Heute gelten Verteidigung und Militär als neue Lieblingsprojekte von der Leyens. Der Europäische Rechnungshof stellte im Februar fest, dass es bei militärischen Mobilitätsprojekten an klarer Verantwortlichkeit fehlt. Im März folgte ein Bericht, der mangelnde Kontrolle über die Nutzung des 650-Milliarden-Euro-Aufbaufonds attestierte. „Die Europäische Kommission weiß noch immer nicht, ob die Mitgliedstaaten ausreichende Kontrollsysteme haben, um Verstöße gegen Vergaberecht und Beihilfevorschriften zu verhindern“, heißt es im Bericht.
7. Varoufakis gegen von der Leyen
Kritik kommt auch von der progressiven Bewegung Diem25, gegründet vom ehemaligen griechischen Finanzminister Yanis Varoufakis.
In ihrem Bericht „Vermächtnis der Geheimhaltung und des Niedergangs“ weisen sie auf mögliche Interessenkonflikte von Ursula von der Leyens Ehemann hin. Dieser leitet die globale klinische Entwicklung beim US-Biotechnologieunternehmen Orgenesis, das seit Mai 2020 aktiv an Covid-19-Impfstoffen arbeitet.
Laut Diem25 nutzte Orgenesis wiederholt EU-Finanzierung. Ende 2021 erhielt das Unternehmen über den griechischen Wiederaufbauplan 32 Millionen Euro. Im September 2022 trat Heiko von der Leyen dem Aufsichtsrat einer italienischen Forschungseinrichtung bei, die 320 Millionen Euro aus dem italienischen Wiederaufbaufonds erhielt. Zudem verwaltete Orgenesis vier Millionen Euro an EU-Zuschüssen und erhielt zwei Millionen Euro öffentliche Mittel aus Belgien.
Diem25 erinnert auch an einen älteren Fall: Nach dem Erhalt bedeutender Beraterverträge durch McKinsey stellte die Firma von der Leyens älteste Tochter Johanna in ihrer Berliner Niederlassung ein.

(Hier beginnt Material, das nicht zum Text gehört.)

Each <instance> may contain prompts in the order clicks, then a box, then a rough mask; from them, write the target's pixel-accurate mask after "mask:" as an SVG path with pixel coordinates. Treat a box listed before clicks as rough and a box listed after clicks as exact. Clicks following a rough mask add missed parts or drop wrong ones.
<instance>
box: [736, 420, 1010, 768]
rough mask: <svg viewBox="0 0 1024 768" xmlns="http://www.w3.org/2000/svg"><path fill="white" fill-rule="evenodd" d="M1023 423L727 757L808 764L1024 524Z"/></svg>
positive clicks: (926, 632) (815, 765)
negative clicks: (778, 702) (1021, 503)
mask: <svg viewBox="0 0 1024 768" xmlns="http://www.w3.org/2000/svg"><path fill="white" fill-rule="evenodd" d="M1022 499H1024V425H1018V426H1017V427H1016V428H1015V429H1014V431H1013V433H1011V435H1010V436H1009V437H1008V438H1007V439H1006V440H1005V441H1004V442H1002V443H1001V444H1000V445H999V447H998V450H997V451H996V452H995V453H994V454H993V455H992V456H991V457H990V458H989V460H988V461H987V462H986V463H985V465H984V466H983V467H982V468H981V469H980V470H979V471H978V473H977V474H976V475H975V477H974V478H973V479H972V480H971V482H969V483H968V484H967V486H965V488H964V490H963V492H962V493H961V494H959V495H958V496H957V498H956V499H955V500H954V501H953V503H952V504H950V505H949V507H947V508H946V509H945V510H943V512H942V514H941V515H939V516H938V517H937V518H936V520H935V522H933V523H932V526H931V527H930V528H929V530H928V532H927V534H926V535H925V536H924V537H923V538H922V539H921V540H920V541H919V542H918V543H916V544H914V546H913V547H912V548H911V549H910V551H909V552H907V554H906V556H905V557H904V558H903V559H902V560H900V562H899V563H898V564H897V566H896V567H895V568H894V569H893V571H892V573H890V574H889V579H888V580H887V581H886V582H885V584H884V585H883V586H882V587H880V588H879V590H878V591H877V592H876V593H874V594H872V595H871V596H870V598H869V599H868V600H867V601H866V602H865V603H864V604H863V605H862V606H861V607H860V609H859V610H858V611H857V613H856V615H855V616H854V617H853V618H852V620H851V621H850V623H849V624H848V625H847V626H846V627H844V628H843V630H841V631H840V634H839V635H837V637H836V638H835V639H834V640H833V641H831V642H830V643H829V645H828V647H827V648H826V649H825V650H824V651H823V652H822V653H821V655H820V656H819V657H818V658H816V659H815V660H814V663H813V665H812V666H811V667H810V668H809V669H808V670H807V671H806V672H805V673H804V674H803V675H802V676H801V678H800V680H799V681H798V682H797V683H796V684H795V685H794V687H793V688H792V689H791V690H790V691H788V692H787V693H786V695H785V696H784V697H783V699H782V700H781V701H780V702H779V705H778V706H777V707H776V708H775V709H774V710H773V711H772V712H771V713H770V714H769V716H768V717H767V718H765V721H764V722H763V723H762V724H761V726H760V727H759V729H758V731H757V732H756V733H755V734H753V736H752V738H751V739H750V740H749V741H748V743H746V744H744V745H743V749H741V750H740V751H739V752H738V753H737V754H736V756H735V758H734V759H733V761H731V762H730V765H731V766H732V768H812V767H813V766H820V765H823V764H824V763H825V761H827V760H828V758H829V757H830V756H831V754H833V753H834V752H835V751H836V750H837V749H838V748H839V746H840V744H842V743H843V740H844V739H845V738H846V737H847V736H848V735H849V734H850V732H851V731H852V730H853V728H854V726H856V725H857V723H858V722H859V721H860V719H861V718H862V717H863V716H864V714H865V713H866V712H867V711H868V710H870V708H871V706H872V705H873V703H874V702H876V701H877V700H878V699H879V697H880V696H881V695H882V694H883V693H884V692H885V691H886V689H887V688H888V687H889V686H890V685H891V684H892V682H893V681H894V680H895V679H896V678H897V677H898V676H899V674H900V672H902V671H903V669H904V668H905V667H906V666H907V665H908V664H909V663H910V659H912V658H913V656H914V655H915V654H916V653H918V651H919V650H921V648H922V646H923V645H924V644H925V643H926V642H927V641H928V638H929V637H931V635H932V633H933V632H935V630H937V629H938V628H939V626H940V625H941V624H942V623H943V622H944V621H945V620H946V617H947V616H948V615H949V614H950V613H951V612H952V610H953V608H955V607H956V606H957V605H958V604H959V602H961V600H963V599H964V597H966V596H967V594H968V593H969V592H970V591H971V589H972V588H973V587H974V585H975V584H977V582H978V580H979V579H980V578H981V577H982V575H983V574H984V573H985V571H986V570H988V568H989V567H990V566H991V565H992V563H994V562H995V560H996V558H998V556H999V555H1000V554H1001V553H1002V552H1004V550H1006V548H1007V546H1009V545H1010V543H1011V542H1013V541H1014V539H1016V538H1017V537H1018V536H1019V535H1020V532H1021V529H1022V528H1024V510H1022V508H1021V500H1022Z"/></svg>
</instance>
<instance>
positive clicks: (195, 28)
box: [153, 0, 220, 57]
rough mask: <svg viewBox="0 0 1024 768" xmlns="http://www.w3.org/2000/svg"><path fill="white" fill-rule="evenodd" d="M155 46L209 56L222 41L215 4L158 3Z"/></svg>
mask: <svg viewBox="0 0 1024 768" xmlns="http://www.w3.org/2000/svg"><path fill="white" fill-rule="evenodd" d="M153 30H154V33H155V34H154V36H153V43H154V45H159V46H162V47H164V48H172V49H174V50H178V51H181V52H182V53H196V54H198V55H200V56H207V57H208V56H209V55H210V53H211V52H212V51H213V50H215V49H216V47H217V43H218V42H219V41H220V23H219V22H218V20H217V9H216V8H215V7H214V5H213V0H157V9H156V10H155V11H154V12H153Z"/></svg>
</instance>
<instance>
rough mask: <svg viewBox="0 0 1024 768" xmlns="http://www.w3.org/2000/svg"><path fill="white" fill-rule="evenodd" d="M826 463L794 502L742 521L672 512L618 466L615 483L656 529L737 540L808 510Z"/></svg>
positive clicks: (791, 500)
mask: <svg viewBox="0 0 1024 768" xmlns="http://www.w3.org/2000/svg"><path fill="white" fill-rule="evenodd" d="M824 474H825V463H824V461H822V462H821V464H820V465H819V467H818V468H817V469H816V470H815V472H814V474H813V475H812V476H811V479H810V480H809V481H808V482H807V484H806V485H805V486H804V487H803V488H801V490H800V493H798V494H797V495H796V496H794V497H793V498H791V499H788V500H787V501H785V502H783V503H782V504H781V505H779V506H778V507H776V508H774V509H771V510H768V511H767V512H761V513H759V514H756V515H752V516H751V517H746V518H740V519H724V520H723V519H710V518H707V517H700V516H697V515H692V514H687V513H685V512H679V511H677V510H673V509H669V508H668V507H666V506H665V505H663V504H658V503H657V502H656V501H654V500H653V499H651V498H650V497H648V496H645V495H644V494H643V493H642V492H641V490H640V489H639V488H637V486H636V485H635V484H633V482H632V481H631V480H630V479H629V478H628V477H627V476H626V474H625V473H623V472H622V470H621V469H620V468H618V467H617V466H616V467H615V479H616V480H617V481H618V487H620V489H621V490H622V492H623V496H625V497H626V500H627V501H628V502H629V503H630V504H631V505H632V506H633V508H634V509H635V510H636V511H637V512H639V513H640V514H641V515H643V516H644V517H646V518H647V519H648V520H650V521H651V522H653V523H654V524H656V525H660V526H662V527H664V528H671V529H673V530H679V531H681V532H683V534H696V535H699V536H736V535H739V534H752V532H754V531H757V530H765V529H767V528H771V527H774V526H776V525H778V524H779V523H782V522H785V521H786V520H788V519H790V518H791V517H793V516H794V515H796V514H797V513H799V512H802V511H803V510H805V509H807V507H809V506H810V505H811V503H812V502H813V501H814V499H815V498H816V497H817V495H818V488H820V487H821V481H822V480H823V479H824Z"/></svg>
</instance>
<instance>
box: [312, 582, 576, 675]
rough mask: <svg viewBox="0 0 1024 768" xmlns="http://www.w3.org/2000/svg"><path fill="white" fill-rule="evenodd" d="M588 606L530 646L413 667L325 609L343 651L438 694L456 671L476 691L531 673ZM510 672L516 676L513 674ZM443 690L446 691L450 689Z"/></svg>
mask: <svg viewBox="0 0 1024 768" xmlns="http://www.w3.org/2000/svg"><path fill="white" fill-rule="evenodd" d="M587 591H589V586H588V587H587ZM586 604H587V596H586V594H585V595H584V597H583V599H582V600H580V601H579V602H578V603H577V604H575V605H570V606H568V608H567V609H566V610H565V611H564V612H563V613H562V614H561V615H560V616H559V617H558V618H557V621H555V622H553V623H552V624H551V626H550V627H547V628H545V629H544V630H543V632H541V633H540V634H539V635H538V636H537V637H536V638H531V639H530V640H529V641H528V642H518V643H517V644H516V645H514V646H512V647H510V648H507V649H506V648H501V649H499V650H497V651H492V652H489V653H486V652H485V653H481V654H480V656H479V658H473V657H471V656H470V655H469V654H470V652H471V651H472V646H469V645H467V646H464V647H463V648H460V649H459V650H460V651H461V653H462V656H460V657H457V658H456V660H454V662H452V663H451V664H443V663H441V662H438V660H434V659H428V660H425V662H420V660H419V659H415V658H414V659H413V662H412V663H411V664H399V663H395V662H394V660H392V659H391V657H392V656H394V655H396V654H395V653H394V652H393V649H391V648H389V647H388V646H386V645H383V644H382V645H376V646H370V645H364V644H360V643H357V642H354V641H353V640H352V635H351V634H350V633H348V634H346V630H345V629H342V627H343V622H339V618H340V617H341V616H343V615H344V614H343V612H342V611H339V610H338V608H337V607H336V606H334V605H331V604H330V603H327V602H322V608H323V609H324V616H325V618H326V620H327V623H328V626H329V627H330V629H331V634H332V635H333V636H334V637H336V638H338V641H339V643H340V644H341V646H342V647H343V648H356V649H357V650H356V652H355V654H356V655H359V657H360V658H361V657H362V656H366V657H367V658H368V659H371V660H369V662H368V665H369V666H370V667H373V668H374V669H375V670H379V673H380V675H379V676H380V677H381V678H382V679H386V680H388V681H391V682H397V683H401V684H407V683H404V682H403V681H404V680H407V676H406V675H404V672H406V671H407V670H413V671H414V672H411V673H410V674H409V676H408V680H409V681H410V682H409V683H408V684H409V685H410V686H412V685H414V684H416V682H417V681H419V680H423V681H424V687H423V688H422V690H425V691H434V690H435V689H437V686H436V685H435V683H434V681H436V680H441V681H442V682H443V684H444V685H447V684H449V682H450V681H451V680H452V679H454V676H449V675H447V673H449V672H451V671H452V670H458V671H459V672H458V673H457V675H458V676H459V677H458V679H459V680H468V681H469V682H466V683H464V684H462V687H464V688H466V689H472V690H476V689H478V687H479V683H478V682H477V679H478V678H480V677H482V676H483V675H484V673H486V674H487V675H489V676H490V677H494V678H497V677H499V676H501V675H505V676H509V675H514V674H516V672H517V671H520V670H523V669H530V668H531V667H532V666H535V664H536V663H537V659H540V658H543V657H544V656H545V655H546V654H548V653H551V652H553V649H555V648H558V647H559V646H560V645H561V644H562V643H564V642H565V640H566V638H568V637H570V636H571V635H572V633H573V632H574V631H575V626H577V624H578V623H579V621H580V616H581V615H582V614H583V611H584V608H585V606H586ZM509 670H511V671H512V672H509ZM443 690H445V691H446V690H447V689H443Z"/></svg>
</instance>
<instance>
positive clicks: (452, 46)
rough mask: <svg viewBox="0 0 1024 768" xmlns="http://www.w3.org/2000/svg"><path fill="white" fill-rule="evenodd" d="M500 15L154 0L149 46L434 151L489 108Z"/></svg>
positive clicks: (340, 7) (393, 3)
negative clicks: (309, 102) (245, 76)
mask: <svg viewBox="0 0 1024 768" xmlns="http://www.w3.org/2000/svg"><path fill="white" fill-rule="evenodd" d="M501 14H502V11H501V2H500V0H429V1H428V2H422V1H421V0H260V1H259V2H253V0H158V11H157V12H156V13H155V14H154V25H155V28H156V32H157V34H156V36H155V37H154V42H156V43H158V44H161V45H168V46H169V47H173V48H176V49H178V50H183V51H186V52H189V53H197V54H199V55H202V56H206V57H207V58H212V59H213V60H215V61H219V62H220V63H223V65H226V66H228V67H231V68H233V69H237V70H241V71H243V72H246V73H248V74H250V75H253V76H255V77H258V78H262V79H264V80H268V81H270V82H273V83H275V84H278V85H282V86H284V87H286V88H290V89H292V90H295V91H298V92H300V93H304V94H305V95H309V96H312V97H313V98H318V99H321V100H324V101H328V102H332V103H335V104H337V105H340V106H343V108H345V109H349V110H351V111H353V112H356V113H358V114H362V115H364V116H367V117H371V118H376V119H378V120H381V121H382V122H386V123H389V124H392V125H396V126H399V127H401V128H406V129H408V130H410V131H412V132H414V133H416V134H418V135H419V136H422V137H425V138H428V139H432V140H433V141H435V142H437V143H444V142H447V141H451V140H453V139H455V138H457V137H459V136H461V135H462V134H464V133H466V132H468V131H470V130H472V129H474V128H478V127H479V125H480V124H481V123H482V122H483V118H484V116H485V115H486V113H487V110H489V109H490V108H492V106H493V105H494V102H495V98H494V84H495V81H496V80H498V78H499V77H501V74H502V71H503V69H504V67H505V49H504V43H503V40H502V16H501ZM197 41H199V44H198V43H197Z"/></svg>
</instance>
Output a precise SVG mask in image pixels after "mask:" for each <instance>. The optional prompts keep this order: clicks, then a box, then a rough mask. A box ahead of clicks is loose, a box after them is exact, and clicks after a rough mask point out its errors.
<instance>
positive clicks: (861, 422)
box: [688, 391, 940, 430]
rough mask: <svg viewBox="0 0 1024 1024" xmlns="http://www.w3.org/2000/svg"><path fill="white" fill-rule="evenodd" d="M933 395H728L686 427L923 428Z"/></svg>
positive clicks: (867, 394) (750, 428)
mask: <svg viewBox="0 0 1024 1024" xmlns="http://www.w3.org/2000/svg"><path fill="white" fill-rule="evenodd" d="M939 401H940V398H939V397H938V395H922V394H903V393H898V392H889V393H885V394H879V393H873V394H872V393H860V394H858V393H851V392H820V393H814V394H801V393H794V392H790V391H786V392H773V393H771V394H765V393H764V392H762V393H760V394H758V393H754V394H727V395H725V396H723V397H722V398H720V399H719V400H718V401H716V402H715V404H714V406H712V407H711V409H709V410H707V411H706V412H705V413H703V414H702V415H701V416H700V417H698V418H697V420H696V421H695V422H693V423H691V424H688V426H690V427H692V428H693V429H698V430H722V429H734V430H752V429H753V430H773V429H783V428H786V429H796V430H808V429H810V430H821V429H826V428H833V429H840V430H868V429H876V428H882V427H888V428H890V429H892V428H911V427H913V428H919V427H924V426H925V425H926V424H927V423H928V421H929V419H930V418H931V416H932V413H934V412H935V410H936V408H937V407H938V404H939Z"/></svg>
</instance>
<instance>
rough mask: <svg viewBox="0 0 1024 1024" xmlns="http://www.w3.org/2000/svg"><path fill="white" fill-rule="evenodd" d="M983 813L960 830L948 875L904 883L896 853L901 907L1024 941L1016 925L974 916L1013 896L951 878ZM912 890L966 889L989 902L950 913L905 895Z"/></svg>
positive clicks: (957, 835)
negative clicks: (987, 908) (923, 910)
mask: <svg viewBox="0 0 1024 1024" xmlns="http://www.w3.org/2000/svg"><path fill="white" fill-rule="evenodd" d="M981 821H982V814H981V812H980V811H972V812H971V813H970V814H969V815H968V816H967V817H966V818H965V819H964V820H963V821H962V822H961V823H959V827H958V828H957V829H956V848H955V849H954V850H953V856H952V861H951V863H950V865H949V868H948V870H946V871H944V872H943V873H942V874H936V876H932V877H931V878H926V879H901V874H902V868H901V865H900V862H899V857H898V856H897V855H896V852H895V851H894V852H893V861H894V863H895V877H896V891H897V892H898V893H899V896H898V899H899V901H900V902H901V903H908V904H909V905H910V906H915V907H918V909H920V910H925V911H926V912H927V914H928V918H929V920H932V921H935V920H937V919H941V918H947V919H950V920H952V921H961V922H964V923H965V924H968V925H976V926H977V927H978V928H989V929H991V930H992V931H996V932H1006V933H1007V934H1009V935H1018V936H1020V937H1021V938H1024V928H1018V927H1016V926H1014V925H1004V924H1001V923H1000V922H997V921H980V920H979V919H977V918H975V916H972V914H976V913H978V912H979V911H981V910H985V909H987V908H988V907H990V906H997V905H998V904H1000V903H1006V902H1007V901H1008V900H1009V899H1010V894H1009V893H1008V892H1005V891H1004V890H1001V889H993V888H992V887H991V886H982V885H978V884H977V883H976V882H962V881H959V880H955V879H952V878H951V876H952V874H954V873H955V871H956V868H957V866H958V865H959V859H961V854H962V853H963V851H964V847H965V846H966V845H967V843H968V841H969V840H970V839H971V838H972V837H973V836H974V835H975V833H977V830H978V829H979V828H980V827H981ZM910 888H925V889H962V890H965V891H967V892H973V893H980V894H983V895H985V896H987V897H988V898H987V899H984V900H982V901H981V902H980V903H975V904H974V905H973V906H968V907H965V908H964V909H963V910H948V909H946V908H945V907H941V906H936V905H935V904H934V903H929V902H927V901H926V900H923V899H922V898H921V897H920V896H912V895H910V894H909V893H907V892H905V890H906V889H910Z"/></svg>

Eine Kommissionspräsidentin im Dauer-Misstrauen
Obwohl sie sich als starke Verteidigerin europäischer Werte inszeniert, ist ihr Führungsstil zunehmend umstritten, selbst innerhalb der CDU. Ihr politisches Überleben hängt weniger von ihrer Leistung ab als von den fehlenden Alternativen in Brüssel.Ursula von der Leyen steht für eine EU, die sich in Ideologie, Bürokratie und Intransparenz verheddert. Ihre Bilanz: viele Ankündigungen, wenige Ergebnisse, wachsendes Misstrauen. Die kommenden Jahre könnten für sie zur permanenten Vertrauensprüfung werden. Die Frage bleibt, wie lange Europa sich noch eine Kommissionspräsidentin leisten kann, deren größter politischer Erfolg darin besteht, Kritik zu überstehen.